Tika tidak menjawab, justru dia mengalihkan pandangan menatapku. Terlihat dari sorot mata itu penuh harapan permohonan agar tetap tinggal di Rumah Sakit.

“Iya, Tika ikut pulang dulu aja sama Bapak. Nanti siang ke sini lagi," bujukku.

Tika pun akhirnya ikut bersama Bapak. Ketika ada petugas makanan mengantarkan sarapan, dia bertanya kemana yang menjaga.

Aku pun menjawab bahwa Bapak harus pulang dulu. Mereka pun tak berkata apapun. Akan tetapi, masalah muncul saat Mama mulai merasakan efek samping obat bius. 

Mama muntah-muntah di kamar mandi dan mengatakan ingin meminum teh manis, tetapi aku tak bisa membuatkannya karena kebetulan luka di kakiku tidak diperban dan hanya menggunakan plester hingga rentan terbuka.

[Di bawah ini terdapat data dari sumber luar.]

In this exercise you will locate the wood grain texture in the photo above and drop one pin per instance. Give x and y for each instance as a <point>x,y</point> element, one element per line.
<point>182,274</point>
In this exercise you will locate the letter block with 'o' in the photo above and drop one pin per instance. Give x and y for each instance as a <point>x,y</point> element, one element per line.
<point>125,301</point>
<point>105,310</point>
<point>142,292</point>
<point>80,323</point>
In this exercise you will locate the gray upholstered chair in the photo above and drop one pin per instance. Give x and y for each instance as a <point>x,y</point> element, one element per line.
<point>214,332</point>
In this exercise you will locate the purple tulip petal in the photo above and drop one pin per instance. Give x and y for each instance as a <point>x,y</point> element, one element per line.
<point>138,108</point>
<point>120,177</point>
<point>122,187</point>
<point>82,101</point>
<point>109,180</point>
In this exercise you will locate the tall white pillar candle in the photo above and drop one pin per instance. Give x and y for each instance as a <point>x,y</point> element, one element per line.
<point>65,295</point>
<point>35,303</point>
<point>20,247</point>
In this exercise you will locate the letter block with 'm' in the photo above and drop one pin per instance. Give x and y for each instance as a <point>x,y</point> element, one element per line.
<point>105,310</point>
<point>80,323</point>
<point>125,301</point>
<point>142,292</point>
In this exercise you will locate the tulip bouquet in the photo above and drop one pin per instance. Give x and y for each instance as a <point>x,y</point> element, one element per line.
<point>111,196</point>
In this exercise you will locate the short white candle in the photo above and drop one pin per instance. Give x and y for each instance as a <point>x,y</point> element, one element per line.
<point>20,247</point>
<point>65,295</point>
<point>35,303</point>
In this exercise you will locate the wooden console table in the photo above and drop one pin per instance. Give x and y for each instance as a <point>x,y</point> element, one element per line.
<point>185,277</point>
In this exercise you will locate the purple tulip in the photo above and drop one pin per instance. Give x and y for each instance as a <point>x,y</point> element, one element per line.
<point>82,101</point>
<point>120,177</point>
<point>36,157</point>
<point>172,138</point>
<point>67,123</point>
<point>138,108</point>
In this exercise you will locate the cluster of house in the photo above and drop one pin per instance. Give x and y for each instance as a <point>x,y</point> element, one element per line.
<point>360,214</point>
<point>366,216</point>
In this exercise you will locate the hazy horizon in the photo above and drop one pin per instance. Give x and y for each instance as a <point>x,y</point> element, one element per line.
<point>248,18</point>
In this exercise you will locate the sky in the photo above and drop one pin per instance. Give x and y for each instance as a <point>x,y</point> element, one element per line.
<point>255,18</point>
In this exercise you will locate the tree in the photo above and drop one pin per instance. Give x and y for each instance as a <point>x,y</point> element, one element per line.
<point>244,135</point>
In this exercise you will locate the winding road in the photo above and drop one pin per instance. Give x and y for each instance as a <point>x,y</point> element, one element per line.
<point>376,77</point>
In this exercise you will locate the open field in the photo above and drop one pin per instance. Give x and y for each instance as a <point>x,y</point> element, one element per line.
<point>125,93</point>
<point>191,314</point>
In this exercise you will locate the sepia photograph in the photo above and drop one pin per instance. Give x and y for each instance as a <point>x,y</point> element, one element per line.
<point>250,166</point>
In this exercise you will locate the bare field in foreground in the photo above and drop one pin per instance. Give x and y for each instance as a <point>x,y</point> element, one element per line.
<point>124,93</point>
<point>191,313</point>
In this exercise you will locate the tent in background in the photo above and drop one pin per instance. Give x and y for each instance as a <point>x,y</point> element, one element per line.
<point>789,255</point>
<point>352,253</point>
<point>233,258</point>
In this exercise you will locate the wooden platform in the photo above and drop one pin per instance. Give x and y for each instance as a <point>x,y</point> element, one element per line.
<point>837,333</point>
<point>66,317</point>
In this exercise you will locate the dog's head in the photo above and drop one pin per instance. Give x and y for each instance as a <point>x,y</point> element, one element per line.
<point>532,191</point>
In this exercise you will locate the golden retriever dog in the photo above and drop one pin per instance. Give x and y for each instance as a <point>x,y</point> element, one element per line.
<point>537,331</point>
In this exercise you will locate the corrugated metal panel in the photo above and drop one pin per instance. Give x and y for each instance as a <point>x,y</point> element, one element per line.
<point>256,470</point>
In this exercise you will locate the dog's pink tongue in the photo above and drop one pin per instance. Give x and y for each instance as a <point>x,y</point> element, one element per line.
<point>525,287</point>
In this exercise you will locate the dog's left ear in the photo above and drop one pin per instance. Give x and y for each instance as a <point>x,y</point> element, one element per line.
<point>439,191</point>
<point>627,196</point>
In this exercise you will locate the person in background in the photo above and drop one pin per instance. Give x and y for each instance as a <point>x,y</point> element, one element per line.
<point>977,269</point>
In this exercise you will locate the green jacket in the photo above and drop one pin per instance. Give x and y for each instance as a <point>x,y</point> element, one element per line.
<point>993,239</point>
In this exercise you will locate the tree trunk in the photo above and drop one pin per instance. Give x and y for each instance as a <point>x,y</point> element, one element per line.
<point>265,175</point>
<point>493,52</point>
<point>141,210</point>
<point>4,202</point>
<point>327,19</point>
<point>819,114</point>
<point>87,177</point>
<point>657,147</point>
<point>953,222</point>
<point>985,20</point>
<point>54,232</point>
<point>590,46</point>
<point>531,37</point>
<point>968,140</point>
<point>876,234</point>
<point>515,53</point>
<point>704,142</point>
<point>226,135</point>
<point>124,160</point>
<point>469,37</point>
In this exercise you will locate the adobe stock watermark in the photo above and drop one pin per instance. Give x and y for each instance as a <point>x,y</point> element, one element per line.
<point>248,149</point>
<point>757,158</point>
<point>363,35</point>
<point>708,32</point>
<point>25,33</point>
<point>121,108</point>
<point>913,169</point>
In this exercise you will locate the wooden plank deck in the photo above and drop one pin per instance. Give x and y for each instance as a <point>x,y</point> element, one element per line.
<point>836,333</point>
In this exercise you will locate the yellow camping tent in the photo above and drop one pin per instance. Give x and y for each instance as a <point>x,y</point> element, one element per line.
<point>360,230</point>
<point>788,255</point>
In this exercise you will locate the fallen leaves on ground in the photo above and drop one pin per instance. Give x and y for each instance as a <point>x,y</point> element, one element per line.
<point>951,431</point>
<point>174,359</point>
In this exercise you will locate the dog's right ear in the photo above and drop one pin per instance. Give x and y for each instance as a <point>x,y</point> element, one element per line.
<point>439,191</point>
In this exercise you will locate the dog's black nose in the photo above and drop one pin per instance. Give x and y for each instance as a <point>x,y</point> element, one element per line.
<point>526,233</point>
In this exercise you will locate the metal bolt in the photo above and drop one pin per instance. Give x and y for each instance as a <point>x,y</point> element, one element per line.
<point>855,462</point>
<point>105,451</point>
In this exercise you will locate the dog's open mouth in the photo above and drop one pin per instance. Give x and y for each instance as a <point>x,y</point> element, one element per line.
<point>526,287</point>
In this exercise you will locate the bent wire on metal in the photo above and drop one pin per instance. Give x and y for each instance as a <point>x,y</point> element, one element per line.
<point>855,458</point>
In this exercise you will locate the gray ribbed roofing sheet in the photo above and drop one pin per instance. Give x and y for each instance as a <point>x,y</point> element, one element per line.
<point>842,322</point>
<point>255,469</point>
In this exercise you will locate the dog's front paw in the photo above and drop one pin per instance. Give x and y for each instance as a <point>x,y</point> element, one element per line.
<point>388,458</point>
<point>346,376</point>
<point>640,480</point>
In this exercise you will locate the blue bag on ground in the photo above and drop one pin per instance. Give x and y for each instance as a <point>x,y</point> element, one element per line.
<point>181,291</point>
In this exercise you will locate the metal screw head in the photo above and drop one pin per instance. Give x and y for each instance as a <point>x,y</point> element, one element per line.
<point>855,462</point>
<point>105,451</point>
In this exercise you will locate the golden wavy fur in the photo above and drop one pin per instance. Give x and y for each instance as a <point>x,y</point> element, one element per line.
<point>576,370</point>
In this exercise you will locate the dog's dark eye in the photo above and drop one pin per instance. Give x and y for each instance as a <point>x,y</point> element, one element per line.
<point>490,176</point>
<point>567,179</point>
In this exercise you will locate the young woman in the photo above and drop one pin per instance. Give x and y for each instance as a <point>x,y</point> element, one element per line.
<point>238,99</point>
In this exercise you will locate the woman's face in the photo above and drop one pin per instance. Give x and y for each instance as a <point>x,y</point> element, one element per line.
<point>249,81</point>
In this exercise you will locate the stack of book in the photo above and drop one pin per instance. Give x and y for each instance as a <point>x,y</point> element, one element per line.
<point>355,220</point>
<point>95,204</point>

Beruntung setelah merasa lebih baik, bisa menyeduh teh manis sendiri. Kemudian datang petugas pengganti perban yang mulai merawat luka di kaki kiri.

Kali ini mereka membalutnya dengan perban, sehingga aku bisa bebas beranjak ke ranjang kasur Mama untuk menemaninya. 

Setelah jam besuk pertama dibuka, kami kedatangan Teh Andin yang menjenguk, tetapi Mama menolak kehadirannya dengan mengatakan kalimat pedas.

“Teh Mais butuh saudara itu kemarin waktu di Ruang Operasi, bukannya udah kayak gini baru datang. Kalau sekarang percuma, buat apa ke sini juga udah nggak dibutuhin.”

Saking kesalnya, Mama sampai tidur membelakangi Teh Andin, dia tidak lagi berbicara apapun, sehingga membuatku merasa serba salah sendiri.

Beruntung setelahnya Teh Andin memilih pamit pulang, dia bahkan memberikan uang saku 20 ribu padaku. Lalu, datang Bapak dan Tika. Namun, kejadian mengesalkan tidak berhenti di sana.

Ketika Bapak berada di kamar mandi datang rombongan Kepala Desa ke ruanganku. Kupikir mereka akan menjenguk diriku, ternyata menanyakan pasien lain dari Kampung Seberang.

Dengan setengah hati, aku menunjuk ruangan kelas 3. Sungguh, pencitraan yang menjijikan, padahal aku pun dari desa yang sama, tetapi dilewati. 

Aku pun memilih fokus pada pengobatanku dan Mama. Namun, karena operasi Mama termasuk dalam jenis kecil, di hari kelima sudah dibolehkan pulang, justru akulah yang harus menetap lebih lama lagi.